Another book celebrating the Abraham Lincoln bicentenary is the picture book Lincoln and Douglass: An American Friendship by Nikki Giovanni, with illustrations by Bryan Collier. Lincoln has invited his old friend Frederick Douglass -- the former slave and African American activist -- to join his second inaugural ball, but it takes Douglass a little bit longer to reach the ballroom, since the White House staff believe he and his wife have come to work the party, not celebrate.
As Lincoln spots Douglass and walks to greet him, poet Giovanni flashes back to the journey that each took to get to that ballroom -- a poor or enslaved childhood, revelations about slavery (Lincoln) and escape from it (Douglass), and a life of public service. (There were two spreads devoted to the abolitionist John Brown and a black woman who supported him, Mary Ellen Pleasant, that -- aside from the poetic language -- felt like they were from another book.) A full gatefold spread of a Civil War battle concludes the journey as the two men finally meet.
The actor Danny Glover (who lives in Portland, I think ... I wonder if he has a library card) reads this book.
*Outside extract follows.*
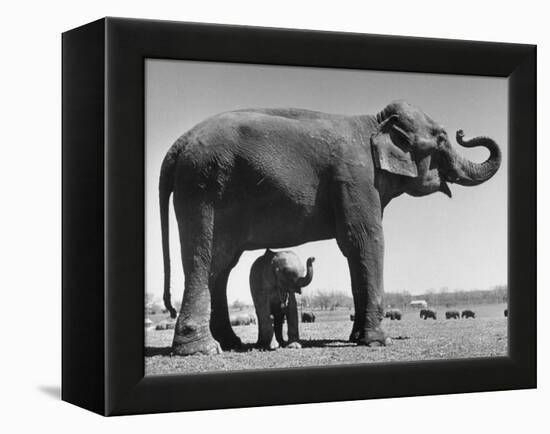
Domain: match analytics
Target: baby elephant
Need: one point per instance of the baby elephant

He narrates with suitable gravitas for the subject, and the reading is underscored by appropriate music that helps to alter the mood as the book transitions from gala party to depictions of slavery to a battlefield. The battlefield illustration is wordless, so soaring, inspirational music (along with a few battle sounds) takes over. On the whole, though, the book and this audio production both seem to emphasize the historical importance of its two protagonists. And not in a good way. The dialog seems forced, and the men are well, not human beings. (John Brown and Mary Ellen Pleasant don't come off really well, either.) Lincoln and Douglass are symbols. Do symbols make for very interesting history? I don't think so.
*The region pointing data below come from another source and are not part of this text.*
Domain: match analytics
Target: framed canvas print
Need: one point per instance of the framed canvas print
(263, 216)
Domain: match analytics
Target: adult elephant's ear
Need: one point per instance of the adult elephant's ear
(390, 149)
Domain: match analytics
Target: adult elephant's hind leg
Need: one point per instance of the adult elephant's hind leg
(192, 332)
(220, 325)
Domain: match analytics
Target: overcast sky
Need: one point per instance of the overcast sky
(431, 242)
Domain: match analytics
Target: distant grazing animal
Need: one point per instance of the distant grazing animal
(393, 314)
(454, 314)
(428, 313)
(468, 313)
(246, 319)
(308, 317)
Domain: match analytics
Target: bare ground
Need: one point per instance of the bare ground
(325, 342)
This audiobook has some queer quirks as well. The reader is never named. I listened to several picture books from Weston Woods this weekend, and it seems this publisher never credits its readers [clarification: the narrator's name is printed on the CD itself]. Is that because its audiobooks are really just the audio tracks of the DVD versions ... and presumably the DVD's visual credits show that Glover is the reader? A timeline is read at the end ... and like most timelines, it's pretty darn dull to listen to.
The book includes several pieces of front matter that aren't read aloud: Notes from the author and the illustrator, and a facsimile of the Emancipation Proclamation that is the book's first illustration. There is music, along with signals to get the listener through these pages if you choose to listen to the page-turn track. On the other track, there's just a whole lot of stirring music between the title page and the book's first scene at the inaugural ball. Now, I would be the first person to say that starting off a picture book audiobook with a reading of the Emancipation Proclamation is probably not a good thing, so I think I can agree with the decision not to. Again, I'm pretty sure that the DVD version pans lovingly over this illustration, but it just doesn't translate well to audio.
Which leads me neatly to my conclusions. This book is not a good candidate for audio. The flashback approach (along with the insertion of John Brown/Mary Ellen Pleasant) is confusing if you're listening without the book. The lengthy sections without narration are frankly a little dull (will a young listener stare at the Emancipation Proclamation all the time that the page-turn signal allows?). The gatefold illustration instructs you to 'Open Here' to view the full picture, and a voice other that Glover's provides this instruction. This is really strange to hear if you are not holding the book. The characters seem flat and speak unnaturally; the awkward speech is exacerbated when read aloud. In short, there seem to be too many exceptions to make this a smooth-listening audiobook. Does Weston Woods turn all their DVDs into audiobooks?